The coupon would expire in a couple of months, so even though I had nothing newly published worth advertising, I decided to go ahead and test the waters. I began the campaign on March 23 and set it to end on April 12. At any point I could change the ending day. Putting the ads together wasn’t actually difficult. It was all menu driven. Type in a title, some text, upload a photo, decide what the action is you want people to take, decide how the ads will be paid, click finished, and poof! Your ad is live. That sounds easy, but at many steps along the way I found I didn’t really understand what I was doing.
I decided to advertise my most recent novel, Operation Lotus Sunday, and an earlier novel, Doctor Luke’s Assistant. Then I decided to also include The Candy Store Generation in the campaign. The last few days I decided to add an ad for Documenting America. When I did the ad for OLS, I decided I wanted two photos in the ad. I uploaded the front cover, then uploaded the back cover picture. Unfortunately, I didn’t know FB interpreted that as two different ads and, through the course of the campaign, the back cover photo ad was used much more than the front cover one.
- Here are the stats from the campaign, as reported by FB.
- Reach 31,355 (times the ads were seen)
- Website clicks 135
- Frequency 1.21 (no. of times a person saw the ads)
- Avg cost per website click $0.37
And, the statistics reported by me:
- Books sold: 1
Yes, during the ad campaign I sold only one of those books via Amazon (the links included in the ad), an e-book copy of DLA. So $50 spent generated $4.99 in sales, and less than that in revenue. I’m glad I wasn’t spending my own money.
Much of this process was uncomfortable. I could decide to pay for the ads by the website click, by impression, or another way. It’s interesting that my money lasted exactly till the end of the campaign. I’m sure FB’s algorithms knew how much per day I had to spend, monitored the actions being taken, and showed the ad more or fewer times according to how much budget and time were left.
The look of and information in the ads was limited, which was good, I guess, as I couldn’t have done much to spiff them up even if I wanted to. I’m not there on my knowledge of computer graphics.

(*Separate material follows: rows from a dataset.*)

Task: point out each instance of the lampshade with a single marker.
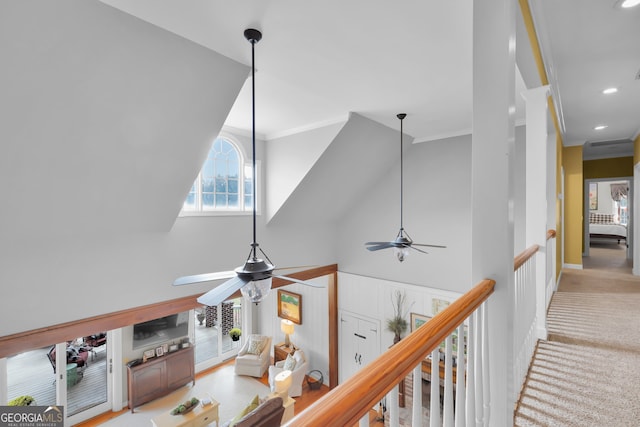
(283, 383)
(401, 253)
(256, 290)
(287, 327)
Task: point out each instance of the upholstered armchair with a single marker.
(298, 373)
(254, 357)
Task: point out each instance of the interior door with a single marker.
(359, 343)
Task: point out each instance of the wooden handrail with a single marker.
(351, 400)
(524, 256)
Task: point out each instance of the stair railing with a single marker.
(352, 400)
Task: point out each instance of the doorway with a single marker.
(608, 224)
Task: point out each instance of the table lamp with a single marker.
(283, 383)
(287, 327)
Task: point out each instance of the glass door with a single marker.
(89, 393)
(213, 344)
(74, 374)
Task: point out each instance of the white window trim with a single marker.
(229, 212)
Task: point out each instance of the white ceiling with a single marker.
(318, 61)
(588, 46)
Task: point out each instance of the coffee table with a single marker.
(200, 416)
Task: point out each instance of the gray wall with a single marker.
(436, 211)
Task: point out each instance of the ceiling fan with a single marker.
(402, 244)
(254, 277)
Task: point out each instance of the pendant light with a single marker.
(402, 244)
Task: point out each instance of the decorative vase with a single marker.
(396, 338)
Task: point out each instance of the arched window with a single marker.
(224, 182)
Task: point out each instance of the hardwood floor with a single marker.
(302, 402)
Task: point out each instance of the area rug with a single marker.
(232, 391)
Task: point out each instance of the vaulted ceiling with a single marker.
(320, 60)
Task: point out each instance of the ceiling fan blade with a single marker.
(198, 278)
(431, 246)
(302, 282)
(381, 245)
(419, 250)
(221, 293)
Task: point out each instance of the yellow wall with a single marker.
(608, 168)
(573, 204)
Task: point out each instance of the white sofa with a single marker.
(297, 375)
(249, 363)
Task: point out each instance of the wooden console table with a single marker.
(200, 416)
(160, 376)
(280, 351)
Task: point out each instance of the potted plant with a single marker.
(21, 401)
(235, 333)
(398, 323)
(200, 315)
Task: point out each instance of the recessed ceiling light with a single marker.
(629, 3)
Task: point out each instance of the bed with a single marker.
(603, 226)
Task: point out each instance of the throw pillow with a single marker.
(255, 402)
(289, 363)
(299, 356)
(255, 346)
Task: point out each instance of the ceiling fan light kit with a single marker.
(254, 277)
(402, 244)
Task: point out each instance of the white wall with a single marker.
(378, 304)
(520, 191)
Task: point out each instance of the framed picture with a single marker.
(290, 306)
(593, 196)
(437, 305)
(418, 320)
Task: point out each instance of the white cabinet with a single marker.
(359, 343)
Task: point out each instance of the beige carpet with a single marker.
(588, 372)
(233, 392)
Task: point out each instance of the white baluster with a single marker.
(478, 370)
(460, 376)
(470, 413)
(416, 419)
(448, 384)
(486, 392)
(434, 408)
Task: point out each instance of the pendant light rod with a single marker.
(253, 36)
(401, 116)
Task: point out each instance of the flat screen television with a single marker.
(161, 330)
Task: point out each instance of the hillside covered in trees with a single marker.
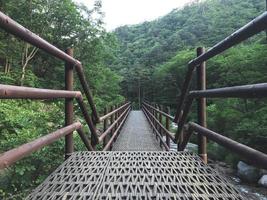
(154, 56)
(64, 24)
(151, 56)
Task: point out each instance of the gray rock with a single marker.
(263, 172)
(263, 181)
(248, 173)
(192, 147)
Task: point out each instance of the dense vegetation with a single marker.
(151, 56)
(155, 54)
(64, 24)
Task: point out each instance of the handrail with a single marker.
(167, 148)
(107, 146)
(244, 91)
(13, 155)
(255, 157)
(101, 119)
(157, 121)
(252, 28)
(18, 30)
(104, 134)
(159, 111)
(18, 92)
(255, 26)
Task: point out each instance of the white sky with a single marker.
(122, 12)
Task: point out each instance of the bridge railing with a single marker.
(116, 117)
(160, 122)
(186, 98)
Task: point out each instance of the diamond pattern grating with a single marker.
(135, 175)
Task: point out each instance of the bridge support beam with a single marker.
(201, 107)
(69, 146)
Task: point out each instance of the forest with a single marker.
(151, 56)
(154, 56)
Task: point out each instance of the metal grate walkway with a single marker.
(135, 175)
(136, 135)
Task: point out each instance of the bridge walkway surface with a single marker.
(136, 135)
(135, 169)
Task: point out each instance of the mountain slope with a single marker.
(206, 23)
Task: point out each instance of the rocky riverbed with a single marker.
(251, 191)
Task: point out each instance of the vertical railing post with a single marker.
(93, 138)
(160, 121)
(156, 117)
(153, 114)
(167, 125)
(105, 126)
(201, 106)
(69, 105)
(116, 117)
(111, 122)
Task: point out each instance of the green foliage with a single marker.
(162, 48)
(64, 24)
(19, 125)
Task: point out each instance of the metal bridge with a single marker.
(135, 161)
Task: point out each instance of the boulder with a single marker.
(248, 173)
(263, 181)
(192, 147)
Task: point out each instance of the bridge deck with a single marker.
(136, 135)
(136, 169)
(135, 175)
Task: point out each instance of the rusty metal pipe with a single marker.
(167, 132)
(87, 92)
(252, 28)
(245, 91)
(159, 111)
(16, 29)
(85, 139)
(201, 107)
(69, 143)
(156, 131)
(253, 156)
(19, 92)
(103, 135)
(108, 145)
(255, 26)
(13, 155)
(113, 112)
(182, 122)
(184, 92)
(186, 139)
(87, 118)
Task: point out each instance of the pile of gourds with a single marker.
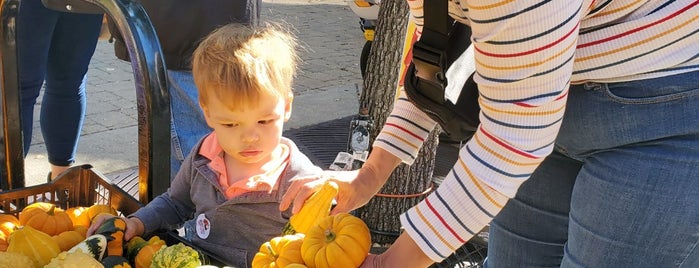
(44, 235)
(313, 238)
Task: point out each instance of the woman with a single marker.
(588, 147)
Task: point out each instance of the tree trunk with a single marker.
(407, 183)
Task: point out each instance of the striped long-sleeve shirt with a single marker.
(527, 53)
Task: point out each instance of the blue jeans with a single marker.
(621, 188)
(55, 47)
(188, 123)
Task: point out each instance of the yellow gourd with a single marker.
(15, 260)
(68, 239)
(97, 209)
(52, 221)
(144, 257)
(339, 241)
(280, 251)
(79, 216)
(36, 245)
(314, 209)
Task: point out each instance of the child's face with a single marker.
(249, 136)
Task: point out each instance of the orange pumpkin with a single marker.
(68, 239)
(52, 222)
(79, 216)
(81, 230)
(8, 223)
(97, 209)
(279, 252)
(339, 241)
(3, 242)
(144, 257)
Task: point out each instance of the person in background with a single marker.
(231, 183)
(588, 147)
(54, 50)
(178, 39)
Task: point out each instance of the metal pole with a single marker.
(12, 156)
(151, 93)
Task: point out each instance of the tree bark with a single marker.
(407, 184)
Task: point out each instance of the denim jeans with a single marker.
(55, 47)
(188, 123)
(621, 188)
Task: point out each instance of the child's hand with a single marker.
(134, 226)
(302, 188)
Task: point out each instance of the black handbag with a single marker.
(441, 43)
(73, 6)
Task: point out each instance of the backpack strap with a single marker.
(429, 52)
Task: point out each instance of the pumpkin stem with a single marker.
(329, 236)
(274, 254)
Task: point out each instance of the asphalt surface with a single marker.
(326, 88)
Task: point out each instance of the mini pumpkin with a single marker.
(79, 216)
(8, 223)
(339, 241)
(97, 209)
(68, 239)
(144, 257)
(52, 221)
(279, 251)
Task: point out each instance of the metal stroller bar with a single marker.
(151, 93)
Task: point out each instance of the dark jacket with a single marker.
(230, 229)
(182, 24)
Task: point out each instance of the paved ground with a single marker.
(327, 87)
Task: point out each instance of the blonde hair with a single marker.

One of the decisions I had to make was whether I wanted the ads associated with my personal FB page or my author page. I decided my author page. This really skewed my stats for that page. It went from “interacting” with about twenty to forty people a week (not all unique) to several thousand. Of course, FB was saying someone seeing my ad was an interaction. So for two weeks I interacted with thousands of people. Now, more than a week after the campaign, I’m back to twenty to forty a week, and the pages says that’s down 99.9% from a week ago.
The bottom line from all of this: I’m glad I wasn’t spending my own money. I don’t see myself ever running a FB ad campaign again, at least not until something happens that shows me it does some good.